Dave Kehr Dark Knight discussion
I want to link to the discussion of the film in the Dave Kehr blog, which has comments by Kent Jones and others and a lot of stuff about morality and the possible political allegory.
It's here:
http://www.davekehr.com/?p=59
Another issue they take up is the concrete one of whether or not Nolan can handle action scenes. I think there are good action scenes in The Dark Knight, such as the chase. But I agree with Ben when he says that in Batman Begins the fight editing cuts away from every action so that you can't follow the fight properly. Julian says that this is true in The Dark Knight too. If so that is bad. I think I mentioned that David Edelstein in New York Magazine says this about The Dark Knight.
One person argues that cutting away from violence during a (violent) fight is a product of trying to avoid at all costs an R rating. Interesting theory. I wish I lived in Hollywood and knew people who knew about that.
One comment I like a lot in thie discussion: http://www.davekehr.com/?p=59#comment-5170
Johann, I don't feel you are engaging with the ideas in the film or considering the politics. I wish I could quote this whole entry by dmohr but it's too long. I'm not saying I agree, it's just typical of the direction of a lot of the comments and an interpretation I'd want to come to terms with if I were really going into depth on the film. Here's part:
Quote:
The Dark Knight is a movie for people who are exhausted by the difficulties of maintaining democracy, and would be okay with fascism taking its place and “setting things straight.” In that sense, it does indeed reflect our post-9/11 Dubya golden era. The constant foisting of fear and oppression, going hand in hand with vigilante justice (and even the indirect justification of the Patriot Act, via Wayne’s telephone-spying system) made me wonder if Dick Cheney had co-written the screenplay. What if Nolan’s next chapter of the Batman saga will have Bale and Caine and Freeman waterboarding the villains to extract some info, or making them pile into a naked pyramid of prisoners smeared with feces, with Freeman shaking his head and sighing, “okay, I really disagree with this approach - but we’ll just do it this one time”? And with any luck, the PG-13 rating will hold intact. Now that’s entertainment.
I like that in the discussion they bring in Pauline Kael's condemnation of Dirty Harry.

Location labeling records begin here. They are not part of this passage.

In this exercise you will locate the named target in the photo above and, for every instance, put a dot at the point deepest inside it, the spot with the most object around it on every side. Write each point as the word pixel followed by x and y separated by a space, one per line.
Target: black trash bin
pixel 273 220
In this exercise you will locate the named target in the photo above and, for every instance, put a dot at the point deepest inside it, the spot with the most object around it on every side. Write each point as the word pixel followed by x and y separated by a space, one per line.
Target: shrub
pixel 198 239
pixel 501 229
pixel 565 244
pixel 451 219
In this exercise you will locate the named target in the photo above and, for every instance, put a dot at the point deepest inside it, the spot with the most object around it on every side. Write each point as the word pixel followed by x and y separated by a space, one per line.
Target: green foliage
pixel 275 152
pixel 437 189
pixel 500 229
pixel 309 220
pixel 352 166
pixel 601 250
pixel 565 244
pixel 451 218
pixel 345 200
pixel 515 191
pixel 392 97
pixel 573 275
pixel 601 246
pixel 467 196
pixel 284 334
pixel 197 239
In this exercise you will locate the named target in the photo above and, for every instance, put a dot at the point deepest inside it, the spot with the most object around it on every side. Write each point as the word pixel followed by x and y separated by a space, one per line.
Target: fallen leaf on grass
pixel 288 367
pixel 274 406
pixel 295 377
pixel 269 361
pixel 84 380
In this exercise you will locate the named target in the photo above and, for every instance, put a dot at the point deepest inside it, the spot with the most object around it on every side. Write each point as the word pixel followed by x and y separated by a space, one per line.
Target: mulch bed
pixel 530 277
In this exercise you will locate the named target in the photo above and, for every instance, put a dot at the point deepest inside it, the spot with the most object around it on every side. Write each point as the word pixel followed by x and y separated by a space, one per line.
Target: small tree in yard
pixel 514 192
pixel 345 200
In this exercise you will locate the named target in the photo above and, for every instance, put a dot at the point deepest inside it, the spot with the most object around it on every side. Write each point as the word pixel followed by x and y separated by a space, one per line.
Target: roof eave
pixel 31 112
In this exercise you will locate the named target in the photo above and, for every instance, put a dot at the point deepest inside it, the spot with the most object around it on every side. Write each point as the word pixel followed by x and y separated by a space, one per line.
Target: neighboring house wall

The B director with a heart of gold
Don Siegel was a hellva nice man and brilliantly perceptive for a director. He stood up to pompus actors when other directors let them walk over them. The most famous case occurred with a western starring Richard Widmark, who fired the director and hired Siegel with only one week's worth of shooting left. Siegel refused to take credit and hence the DGA's first use of "Alan Smithee" to signify when a star or studio has "butchered" a film against the director's wishes.
I met the Cambridge scholar once. He was very down to earth and would be fascinated by those insightful words spoken about his work. Clint Eastwood once said about his close friend that he learned everything he knew about filmmaking from Don Siegel.
Siegel once spoke with envy to Jean Luc Godard: "You have all the freedom" to which Godard replied, "Yes, but you have all the money!"